Top 8 brands that missed a golden opportunity (and regretted a lot)

When you miss your chance and realize later that you could have become rich, famous and taken coke on a yacht for the rest of your life, you inevitably feel a little stupid. It happened to a lot of brands and some companies went bankrupt just because of this disastrous choice. At least, it has benefited others… who have been digging into it.

1. M&M’s refused a partnership with the movie “ET, the extra-terrestrial”

At the start of the film’s production ET, the extra-terrestrial, Spielberg sends the Amblin Productions teams to approach the Mars group in order to offer them product placement for their M&M’s sweets. We don’t know the reason but we know that the Mars group refused the idea. Spielberg therefore proposed the contract to the company Hershey Foods which produces Reese’s Pieces: the company then proposes to spend 1 million dollars in an advertising campaign if it can use the image of ET absolutely everywhere. The operation was a huge success as sales exploded in the weeks following the film’s release. It is in large part due to this partnership that Reese’s has become so popular today.

2. Western Union refused to buy the telephone patent from Alexander Graham Bell

IN 1876, Western Union had already existed for 25 years and refused an offer that could have changed everything. Alexander Graham Bell comes to approach the bosses of the company to try to sell them the patent for his new invention: the telephone. He offers them $100,000, specifying that the telephone could be installed in all the cities of the United States. The Western Union representatives laugh in his face and Alexander Graham Bell has made his way without them.

Top 8 brands that missed a golden opportunity (and regretted a lot)
Photo credits (Public Domain): Gilbert H. Grosvenor Collection, Prints and Photographs Division, Library of Congress.

3. Decca Records refused to sign the Beatles

At the start of the 1960s, Decca Records was one of the biggest record companies and they saw young people parading every day with dreams in their heads.
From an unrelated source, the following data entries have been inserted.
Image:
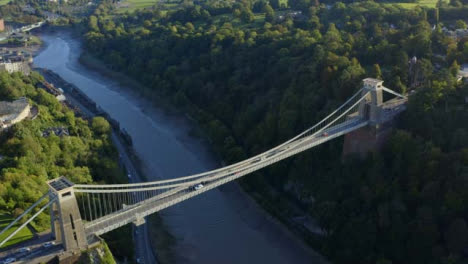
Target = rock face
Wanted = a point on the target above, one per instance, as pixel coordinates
(365, 140)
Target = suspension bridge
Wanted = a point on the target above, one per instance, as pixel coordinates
(80, 212)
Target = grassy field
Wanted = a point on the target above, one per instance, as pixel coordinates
(23, 235)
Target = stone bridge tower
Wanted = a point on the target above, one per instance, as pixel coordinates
(66, 224)
(370, 138)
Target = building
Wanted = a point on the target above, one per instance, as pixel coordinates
(15, 61)
(13, 112)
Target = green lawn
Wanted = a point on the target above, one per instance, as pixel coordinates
(22, 235)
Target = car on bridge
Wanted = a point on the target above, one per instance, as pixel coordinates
(48, 244)
(197, 187)
(9, 260)
(24, 250)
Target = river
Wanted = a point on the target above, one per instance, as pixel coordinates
(220, 226)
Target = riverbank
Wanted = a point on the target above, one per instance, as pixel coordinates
(262, 201)
(207, 227)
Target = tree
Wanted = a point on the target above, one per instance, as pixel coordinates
(100, 125)
(269, 13)
(460, 24)
(274, 4)
(376, 72)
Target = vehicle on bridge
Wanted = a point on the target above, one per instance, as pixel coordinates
(197, 187)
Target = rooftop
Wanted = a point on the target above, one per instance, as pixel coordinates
(15, 107)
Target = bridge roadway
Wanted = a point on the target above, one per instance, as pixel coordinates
(184, 192)
(337, 116)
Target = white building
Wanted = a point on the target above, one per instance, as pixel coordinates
(13, 112)
(16, 66)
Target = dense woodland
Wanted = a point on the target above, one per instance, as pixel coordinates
(29, 157)
(253, 79)
(253, 74)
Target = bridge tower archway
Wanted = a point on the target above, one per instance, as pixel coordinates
(66, 223)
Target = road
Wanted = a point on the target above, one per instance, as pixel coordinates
(185, 191)
(143, 249)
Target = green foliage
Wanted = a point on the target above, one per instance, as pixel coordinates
(29, 158)
(22, 235)
(252, 84)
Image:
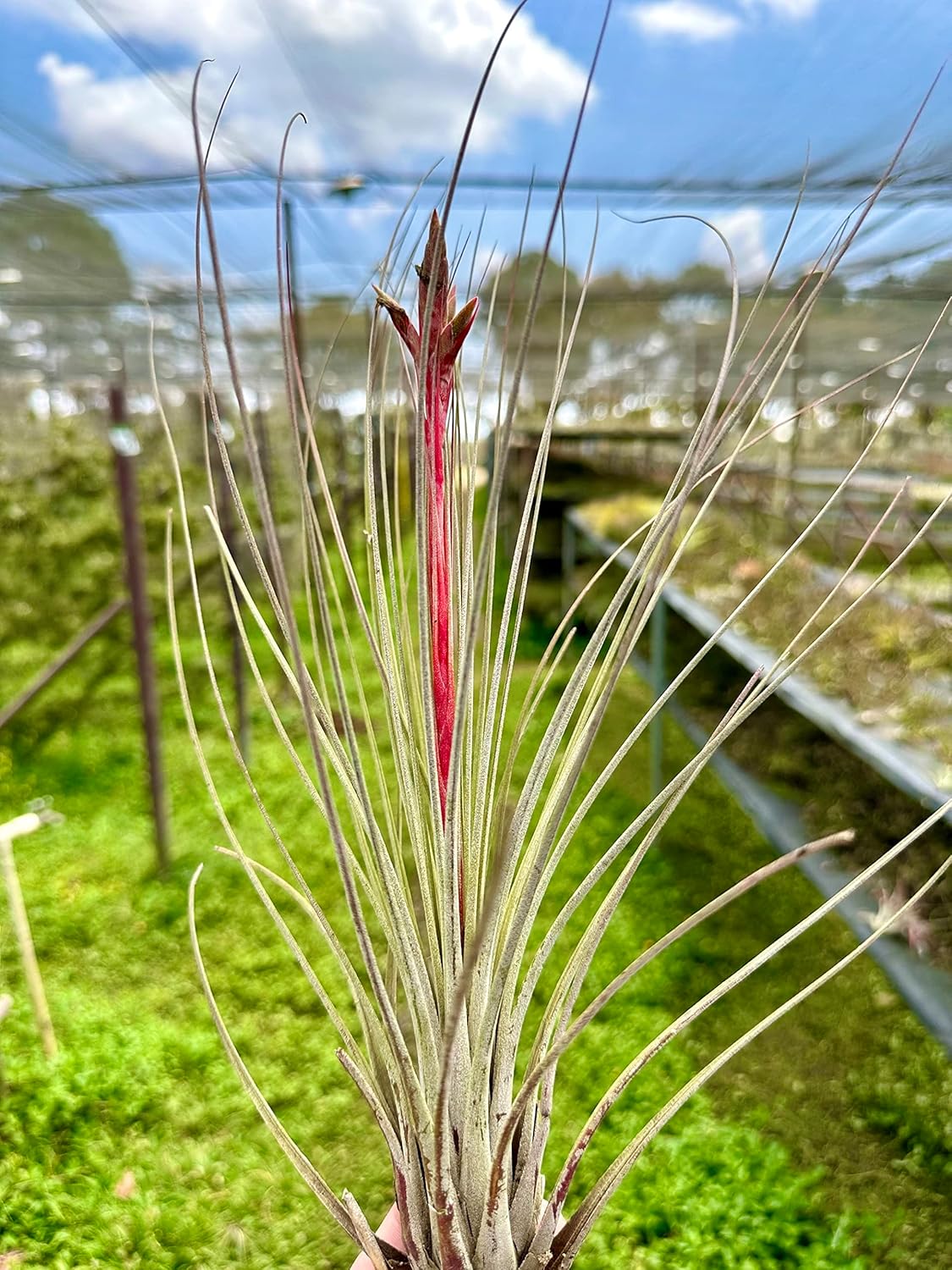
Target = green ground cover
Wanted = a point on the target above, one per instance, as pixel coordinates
(824, 1147)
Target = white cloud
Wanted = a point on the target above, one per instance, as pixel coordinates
(685, 19)
(139, 129)
(700, 23)
(377, 79)
(744, 230)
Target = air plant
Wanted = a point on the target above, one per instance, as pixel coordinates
(452, 808)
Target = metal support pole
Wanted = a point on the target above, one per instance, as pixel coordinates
(124, 449)
(659, 682)
(570, 551)
(27, 823)
(226, 522)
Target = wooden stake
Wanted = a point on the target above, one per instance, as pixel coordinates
(20, 924)
(124, 447)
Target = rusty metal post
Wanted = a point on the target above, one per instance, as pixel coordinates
(124, 450)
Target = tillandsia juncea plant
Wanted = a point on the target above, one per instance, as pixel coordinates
(448, 804)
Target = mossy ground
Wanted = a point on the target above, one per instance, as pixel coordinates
(823, 1147)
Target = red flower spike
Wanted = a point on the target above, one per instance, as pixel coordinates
(447, 332)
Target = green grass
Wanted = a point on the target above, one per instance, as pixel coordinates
(751, 1175)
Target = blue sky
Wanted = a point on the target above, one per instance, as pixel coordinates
(705, 91)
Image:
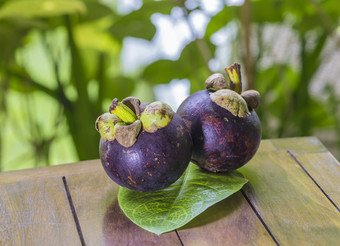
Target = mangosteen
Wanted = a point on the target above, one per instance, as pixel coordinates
(143, 147)
(225, 129)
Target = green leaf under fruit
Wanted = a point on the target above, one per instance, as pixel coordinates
(170, 208)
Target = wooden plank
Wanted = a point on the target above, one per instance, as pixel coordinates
(101, 220)
(229, 222)
(292, 206)
(299, 145)
(36, 212)
(325, 170)
(49, 172)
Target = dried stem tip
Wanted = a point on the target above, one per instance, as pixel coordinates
(122, 111)
(234, 74)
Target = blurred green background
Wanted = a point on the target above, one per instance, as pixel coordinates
(63, 61)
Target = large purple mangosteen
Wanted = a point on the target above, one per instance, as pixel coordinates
(143, 147)
(225, 129)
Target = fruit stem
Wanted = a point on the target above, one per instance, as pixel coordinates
(234, 75)
(122, 111)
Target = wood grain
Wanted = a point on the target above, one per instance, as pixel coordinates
(101, 220)
(49, 172)
(292, 206)
(229, 222)
(299, 145)
(325, 170)
(36, 212)
(266, 145)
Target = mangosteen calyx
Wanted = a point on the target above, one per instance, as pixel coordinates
(156, 116)
(231, 101)
(229, 95)
(125, 121)
(126, 135)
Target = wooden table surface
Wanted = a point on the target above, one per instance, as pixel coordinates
(292, 198)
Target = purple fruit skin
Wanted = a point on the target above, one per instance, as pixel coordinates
(221, 141)
(154, 162)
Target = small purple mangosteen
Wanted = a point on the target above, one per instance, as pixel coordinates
(225, 129)
(143, 147)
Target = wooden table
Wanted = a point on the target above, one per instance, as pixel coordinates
(292, 198)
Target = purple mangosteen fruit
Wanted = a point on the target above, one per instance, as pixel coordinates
(143, 147)
(225, 130)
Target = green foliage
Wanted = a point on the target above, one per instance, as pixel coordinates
(63, 57)
(171, 208)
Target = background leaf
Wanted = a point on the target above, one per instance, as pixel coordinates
(168, 209)
(41, 8)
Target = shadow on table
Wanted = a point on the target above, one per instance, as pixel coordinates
(119, 230)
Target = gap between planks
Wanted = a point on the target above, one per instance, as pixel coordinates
(74, 213)
(76, 220)
(310, 176)
(259, 217)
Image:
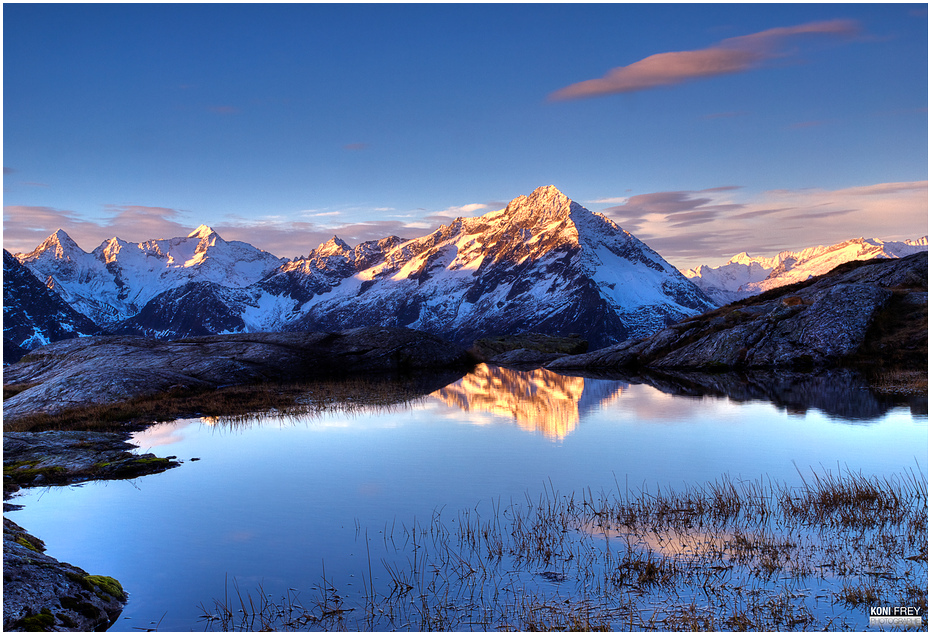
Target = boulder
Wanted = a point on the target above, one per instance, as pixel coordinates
(42, 594)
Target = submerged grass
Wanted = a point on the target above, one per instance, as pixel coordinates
(729, 555)
(228, 403)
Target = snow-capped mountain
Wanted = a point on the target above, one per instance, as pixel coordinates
(33, 315)
(115, 281)
(542, 264)
(744, 275)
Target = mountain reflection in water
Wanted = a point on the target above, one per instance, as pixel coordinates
(553, 405)
(537, 400)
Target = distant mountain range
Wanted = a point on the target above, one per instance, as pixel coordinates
(743, 275)
(543, 264)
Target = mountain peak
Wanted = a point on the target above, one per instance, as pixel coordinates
(335, 245)
(60, 244)
(202, 232)
(544, 205)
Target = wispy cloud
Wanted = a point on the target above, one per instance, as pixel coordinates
(24, 227)
(709, 226)
(733, 55)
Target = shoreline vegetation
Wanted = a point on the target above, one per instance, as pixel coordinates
(727, 555)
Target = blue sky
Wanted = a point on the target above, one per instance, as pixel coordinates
(703, 129)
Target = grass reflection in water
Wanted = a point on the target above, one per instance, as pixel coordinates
(731, 555)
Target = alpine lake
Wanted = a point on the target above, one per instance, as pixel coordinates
(521, 500)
When yet another group of young guitarists with wicks arrives in their office, Decca employees are not impressed and refuse to follow up. No luck since this group was the Beatles.
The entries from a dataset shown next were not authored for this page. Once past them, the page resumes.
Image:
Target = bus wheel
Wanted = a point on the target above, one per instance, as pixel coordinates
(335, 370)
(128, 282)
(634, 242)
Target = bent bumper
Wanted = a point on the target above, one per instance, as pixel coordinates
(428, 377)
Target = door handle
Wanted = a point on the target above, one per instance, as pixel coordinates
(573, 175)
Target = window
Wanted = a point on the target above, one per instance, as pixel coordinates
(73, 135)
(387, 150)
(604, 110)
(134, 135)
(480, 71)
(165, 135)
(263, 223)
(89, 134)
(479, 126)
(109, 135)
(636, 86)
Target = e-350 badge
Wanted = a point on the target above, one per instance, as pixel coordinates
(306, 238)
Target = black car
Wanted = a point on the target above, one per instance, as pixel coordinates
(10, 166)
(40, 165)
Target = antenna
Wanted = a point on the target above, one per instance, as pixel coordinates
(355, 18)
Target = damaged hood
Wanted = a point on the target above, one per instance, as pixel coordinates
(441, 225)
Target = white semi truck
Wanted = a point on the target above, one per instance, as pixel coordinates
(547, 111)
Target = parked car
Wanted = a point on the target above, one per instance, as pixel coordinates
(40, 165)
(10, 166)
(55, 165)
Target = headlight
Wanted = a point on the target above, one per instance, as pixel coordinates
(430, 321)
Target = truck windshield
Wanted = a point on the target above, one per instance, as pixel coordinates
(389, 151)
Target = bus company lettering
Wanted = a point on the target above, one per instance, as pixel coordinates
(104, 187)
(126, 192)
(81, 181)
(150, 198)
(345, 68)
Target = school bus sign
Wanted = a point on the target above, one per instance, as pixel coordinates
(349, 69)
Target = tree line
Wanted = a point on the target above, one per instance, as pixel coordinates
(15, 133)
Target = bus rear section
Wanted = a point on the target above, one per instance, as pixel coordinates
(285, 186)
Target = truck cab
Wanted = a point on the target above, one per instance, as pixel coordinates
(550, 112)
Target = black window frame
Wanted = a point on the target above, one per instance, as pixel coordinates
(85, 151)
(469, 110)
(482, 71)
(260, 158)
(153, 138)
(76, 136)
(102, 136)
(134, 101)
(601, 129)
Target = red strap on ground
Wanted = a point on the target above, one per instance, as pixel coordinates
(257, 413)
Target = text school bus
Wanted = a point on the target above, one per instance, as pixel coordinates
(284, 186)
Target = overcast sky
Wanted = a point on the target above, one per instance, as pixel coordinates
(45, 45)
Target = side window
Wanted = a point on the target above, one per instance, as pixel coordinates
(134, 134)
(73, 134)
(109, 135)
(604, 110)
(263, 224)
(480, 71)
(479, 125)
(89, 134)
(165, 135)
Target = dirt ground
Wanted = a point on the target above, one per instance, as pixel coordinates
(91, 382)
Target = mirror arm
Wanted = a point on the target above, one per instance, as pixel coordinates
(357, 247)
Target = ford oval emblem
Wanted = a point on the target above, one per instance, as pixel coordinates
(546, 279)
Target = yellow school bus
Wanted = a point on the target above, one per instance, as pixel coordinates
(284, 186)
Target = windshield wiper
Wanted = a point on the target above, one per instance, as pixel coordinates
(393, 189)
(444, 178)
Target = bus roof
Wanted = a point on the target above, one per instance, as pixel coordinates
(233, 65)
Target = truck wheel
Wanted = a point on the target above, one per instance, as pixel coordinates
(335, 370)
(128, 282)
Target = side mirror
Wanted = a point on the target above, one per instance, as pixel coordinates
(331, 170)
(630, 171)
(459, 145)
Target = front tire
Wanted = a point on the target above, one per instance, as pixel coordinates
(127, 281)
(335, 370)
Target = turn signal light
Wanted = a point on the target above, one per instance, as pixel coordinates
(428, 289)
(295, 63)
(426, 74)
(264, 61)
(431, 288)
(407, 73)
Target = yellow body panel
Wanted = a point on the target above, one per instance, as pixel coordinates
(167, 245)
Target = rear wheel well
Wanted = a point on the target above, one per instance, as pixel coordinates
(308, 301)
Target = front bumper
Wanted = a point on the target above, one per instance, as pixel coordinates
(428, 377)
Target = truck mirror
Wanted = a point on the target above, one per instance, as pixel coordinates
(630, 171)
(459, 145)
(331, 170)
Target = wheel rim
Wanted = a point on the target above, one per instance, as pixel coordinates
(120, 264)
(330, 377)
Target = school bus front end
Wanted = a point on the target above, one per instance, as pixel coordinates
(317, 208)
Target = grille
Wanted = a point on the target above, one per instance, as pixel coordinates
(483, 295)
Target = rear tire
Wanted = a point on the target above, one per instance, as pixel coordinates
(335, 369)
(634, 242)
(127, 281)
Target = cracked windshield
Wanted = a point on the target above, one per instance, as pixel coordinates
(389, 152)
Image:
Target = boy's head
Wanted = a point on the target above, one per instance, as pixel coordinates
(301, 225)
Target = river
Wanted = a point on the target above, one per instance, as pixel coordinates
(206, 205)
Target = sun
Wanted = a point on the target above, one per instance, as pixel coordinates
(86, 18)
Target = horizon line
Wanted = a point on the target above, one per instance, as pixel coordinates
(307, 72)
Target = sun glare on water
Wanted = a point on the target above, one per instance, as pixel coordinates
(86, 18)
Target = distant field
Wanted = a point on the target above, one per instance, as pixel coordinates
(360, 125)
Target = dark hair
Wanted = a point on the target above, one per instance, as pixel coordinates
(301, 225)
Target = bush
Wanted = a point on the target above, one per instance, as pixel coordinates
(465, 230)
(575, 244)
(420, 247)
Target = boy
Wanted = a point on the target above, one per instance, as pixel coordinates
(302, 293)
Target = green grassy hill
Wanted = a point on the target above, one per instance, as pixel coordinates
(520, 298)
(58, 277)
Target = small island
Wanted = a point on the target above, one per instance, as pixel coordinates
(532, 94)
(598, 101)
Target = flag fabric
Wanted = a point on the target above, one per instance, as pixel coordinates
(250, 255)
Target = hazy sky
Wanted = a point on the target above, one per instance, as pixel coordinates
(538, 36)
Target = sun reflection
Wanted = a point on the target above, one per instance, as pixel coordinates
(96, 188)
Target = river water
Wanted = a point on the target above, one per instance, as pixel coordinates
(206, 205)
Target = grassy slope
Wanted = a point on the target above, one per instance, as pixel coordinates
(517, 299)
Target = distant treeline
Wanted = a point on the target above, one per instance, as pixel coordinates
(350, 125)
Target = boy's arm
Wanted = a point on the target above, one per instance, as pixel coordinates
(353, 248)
4. Kodak completely rejected the idea of ​​the digital camera

Kodak received gold on a silver platter with a few bonus diamonds and they threw it all away. While Kodak was number 1 in sales in 1975, one of the company’s engineers (Steven Sasson) invented the digital camera. Everything could have gone perfectly but Kodak preferred to refuse the project so that it would not be a threat to their existing products. Big mistake, the digital camera still saw the light of day and Kodak was never able to catch up.

5. Xerox made one of the first PCs…but didn’t sell it

Even before the birth of Microsoft or Apple, the Xerox brand created Alto: the very first personal computer with a graphical interface. It’s so revolutionary that the market for computers doesn’t exist yet… so Xerox doesn’t quite know what to do with it. Instead of marketing it to the general public, the brand decides to use it only in its research laboratories and in certain universities. At least they were the first.

6. Blockbuster Video turned down Netflix’s offer to sell

In the 90s and until the end of the 2000s, Blockbuster was one of the largest chains of VHS and then DVD rental stores. To give you an idea, there were nearly 9,000 Blockbuster stores in the US in 2004 and today there is only one left. In 2000, Netflix was a struggling small DVD rental business and its CEO offered to sell the business to Blockbuster for $50 million. You guessed it, Blockbuster refused and Netflix was able to adapt by innovating with a streaming service that is still a hit today.

7. Excite didn’t want to buy Google for a million dollars

In 1999, two Stanford students want to sell their revolutionary search engine called Google because they find that this hobby takes up too much of their time when they should be studying. So they go to the CEO of Excite, a web portal company, and offer him Google for a million dollars. The CEO refused and today, Google is everywhere when no one knows what Excite was (which filed for bankruptcy in 2001).

8. Motorola didn’t want to adapt to the smartphone trend

There are inventions that no one believed in and the smartphone was somehow one of them. At the time, the idea was to have the smallest phone possible and the clamshell was super classy. In 2000, Motorola was one of the leaders in mobile telephony and refused for years to switch to smartphones. They took it badly.

Moral of the story: Whatever you do, it will never be the best choice. So when in doubt, do nothing at all.